Y por otra cosa: porque los argentinos llevan casi 40 años de aprendizajes acumulados en política electoral y se conocen todos los trucos. Lo que no han visto todavía es una solución sostenible a los problemas de siempre. En la Argentina, el asunto clave no es la brecha del tipo de cambio en la que tanto se insiste. Es la brecha entre la política como máquina electoral, cada vez más refinada, y la política como maquinaria de transformación y mejora social. El presente no podría ser más oscuro para el oficialismo: el cuarto kirchnerismo encuentra oxidada su maquinaria de construcción de poder y vacía su máquina de narrar transformaciones. Ante cada oración oficialista, una realidad que la desmiente.

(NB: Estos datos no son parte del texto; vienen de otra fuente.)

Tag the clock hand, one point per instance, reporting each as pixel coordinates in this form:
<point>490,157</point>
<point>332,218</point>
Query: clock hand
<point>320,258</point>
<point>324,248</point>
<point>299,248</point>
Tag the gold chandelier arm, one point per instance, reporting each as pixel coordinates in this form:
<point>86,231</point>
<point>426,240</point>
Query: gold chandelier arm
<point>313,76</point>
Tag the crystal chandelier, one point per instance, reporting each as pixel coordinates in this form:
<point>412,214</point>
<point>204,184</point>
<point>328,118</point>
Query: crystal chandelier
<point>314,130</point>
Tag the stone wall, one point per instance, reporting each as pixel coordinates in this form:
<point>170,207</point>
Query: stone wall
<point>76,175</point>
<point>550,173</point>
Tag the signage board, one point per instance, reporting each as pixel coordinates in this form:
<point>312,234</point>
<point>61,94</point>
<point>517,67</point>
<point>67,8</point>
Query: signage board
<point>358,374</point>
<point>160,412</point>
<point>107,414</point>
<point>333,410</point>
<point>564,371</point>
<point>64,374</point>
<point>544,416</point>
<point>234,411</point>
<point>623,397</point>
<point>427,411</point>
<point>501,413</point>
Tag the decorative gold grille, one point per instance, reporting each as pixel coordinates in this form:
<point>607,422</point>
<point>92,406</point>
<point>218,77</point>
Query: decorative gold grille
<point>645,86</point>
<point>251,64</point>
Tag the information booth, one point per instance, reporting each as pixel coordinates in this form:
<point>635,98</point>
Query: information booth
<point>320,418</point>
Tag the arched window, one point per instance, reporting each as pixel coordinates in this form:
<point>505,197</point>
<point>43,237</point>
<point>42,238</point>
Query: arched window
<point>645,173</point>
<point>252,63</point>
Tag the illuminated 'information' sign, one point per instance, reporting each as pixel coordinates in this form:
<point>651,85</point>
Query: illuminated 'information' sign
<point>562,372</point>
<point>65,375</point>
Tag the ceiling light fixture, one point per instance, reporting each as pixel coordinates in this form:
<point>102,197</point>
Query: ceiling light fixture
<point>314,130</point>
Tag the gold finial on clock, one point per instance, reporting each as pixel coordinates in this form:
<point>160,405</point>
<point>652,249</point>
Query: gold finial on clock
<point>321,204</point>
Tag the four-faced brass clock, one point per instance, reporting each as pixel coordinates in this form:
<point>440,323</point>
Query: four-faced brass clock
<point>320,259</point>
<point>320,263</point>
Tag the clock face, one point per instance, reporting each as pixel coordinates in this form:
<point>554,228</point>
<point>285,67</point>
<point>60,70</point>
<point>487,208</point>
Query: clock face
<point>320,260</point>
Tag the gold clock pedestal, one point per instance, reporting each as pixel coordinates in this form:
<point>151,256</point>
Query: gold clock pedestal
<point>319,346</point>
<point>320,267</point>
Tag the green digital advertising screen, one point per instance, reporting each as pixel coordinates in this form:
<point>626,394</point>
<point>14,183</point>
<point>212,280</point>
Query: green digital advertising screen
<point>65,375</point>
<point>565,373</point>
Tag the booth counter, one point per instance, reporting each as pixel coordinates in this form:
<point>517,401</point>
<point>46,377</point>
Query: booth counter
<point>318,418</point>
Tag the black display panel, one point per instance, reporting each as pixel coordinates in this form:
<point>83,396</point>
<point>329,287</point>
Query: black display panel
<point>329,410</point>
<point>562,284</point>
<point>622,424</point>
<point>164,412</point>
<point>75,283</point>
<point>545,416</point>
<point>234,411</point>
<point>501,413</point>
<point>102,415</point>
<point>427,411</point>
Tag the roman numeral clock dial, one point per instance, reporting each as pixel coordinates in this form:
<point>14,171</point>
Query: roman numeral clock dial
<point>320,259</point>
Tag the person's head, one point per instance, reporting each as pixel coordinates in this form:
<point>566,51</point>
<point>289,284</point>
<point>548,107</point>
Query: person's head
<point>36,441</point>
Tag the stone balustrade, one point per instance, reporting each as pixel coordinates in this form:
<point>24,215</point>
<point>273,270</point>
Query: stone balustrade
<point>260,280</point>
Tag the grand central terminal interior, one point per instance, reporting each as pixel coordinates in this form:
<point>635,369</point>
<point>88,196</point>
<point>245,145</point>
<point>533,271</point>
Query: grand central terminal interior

Ayer, el presidente Fernández intentó insistir en la versión 2021 de la “unidad” inaugurada en 2019. Ahora no solo aplicó el concepto a su espacio político, el Frente de Todos, que Cristina Kirchner unificó con magia electoralista en las presidenciales de hace dos años, sino a la “unidad en la diversidad” de la Argentina en general.
Pero lo cierto es que ni en su propio espacio político el oficialismo logró ese objetivo: hubo quejas en la provincia de Buenos Aires por la bajada de candidaturas y listas completas para alinear la mentada unidad. Se protestó por un funcionamiento cercano al de las democracias de partido único.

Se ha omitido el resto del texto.